From what I gather, the NZ Venture Investment Fund needs more capital input to be able to continue backing seed and start up companies.

It hasn’t (yet) made enough of a return on its investments to start pumping that money into new ventures.

As NZVIF chief executive Franceska Banga says, “we do need to see new venture capital funds emerging if young technology companies are going to consistently have access to New Zealand investment capital.”

Of course even as New Zealand’s angel investment scene grows ever stronger, along with the rest of the world everyone’s seeing a shortage of venture capital funds.

In spite of a so-called shortage of fund though, last year America achieved the following:

Venture capital firms invested US$21.8 billion in 3,277 companies in 2010. Angel investors ponyed up another US$16-$20 billion in over 50,000 early stage start-ups.

In comparison, since its establishment in 2002, NZVIF has invested NZ$123 million into 100 seed and start up companies, and combined with private investment, these 100 companies have received $308 million in funding.

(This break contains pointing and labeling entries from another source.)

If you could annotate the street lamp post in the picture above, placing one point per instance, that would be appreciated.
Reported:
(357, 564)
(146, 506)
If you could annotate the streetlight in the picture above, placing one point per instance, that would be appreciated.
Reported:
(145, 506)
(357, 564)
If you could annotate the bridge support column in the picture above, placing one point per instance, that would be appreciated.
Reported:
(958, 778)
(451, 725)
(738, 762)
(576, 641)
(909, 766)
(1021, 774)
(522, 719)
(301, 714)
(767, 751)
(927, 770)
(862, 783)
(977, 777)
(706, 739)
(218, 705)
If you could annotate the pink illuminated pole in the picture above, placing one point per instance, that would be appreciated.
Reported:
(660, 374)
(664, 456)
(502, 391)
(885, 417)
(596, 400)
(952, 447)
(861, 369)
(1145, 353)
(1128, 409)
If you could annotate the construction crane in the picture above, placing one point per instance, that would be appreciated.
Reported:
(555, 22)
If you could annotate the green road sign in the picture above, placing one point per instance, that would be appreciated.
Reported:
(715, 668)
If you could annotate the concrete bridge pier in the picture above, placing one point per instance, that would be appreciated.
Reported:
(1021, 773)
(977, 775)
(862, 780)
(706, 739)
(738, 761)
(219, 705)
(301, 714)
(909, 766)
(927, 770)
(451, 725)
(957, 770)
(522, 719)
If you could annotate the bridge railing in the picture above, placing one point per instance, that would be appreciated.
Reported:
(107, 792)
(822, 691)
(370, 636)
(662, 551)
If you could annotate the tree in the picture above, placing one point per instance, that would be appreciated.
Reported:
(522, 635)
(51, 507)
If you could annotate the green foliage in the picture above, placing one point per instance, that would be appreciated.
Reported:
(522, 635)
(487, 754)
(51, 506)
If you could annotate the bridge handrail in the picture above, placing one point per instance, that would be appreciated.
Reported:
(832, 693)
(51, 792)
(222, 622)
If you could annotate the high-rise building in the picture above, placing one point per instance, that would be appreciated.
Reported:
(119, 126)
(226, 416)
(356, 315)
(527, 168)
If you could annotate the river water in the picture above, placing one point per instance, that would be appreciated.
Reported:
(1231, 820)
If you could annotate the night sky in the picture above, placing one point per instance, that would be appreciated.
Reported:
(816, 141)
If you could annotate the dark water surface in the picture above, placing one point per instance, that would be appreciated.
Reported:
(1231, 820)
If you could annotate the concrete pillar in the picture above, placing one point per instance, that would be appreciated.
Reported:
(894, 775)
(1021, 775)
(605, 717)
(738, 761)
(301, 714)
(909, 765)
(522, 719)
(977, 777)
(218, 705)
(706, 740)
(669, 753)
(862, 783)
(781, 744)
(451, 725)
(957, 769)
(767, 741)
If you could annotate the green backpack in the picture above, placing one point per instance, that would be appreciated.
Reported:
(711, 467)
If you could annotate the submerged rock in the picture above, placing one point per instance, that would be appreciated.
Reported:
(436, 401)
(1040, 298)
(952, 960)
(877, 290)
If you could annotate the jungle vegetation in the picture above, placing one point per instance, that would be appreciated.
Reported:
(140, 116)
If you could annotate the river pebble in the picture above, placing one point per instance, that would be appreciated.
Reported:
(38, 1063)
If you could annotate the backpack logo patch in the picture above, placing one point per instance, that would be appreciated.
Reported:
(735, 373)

NZVIF gave an interesting breakdown on some of these investments.

  • 79 are exporting
  • 29 have received investment from offshore investors
  • 23 emerged from either universities or CRIs and 19 have been part of business incubators
  • Auckland has 53 of the companies, Christchurch 16
  • 9 have been sold and 7 written off or liquidated
  • 28 of the investments were into seed stage enterprises, 56 were into start-up companies, 15 into early expansion companies and 1 company is at the expansion stage

Banga makes the point that typically the companies have developed new technologies, backed by patents, which gives them a distinctive niche into high value international markets.

Key traits are an export focus, high growth and high productivity in sectors such as software and internet, agricultural technologies, medical devices, niche manufacturing and biotechnology.

“If New Zealand was able to ramp up the formation and growth of new companies in high value industries, and if only 10 to 20 percent of those companies were to realise their full potential exporting high value goods and services around the world, this would have a considerable impact on New Zealand’s future economic prosperity,” Banga says.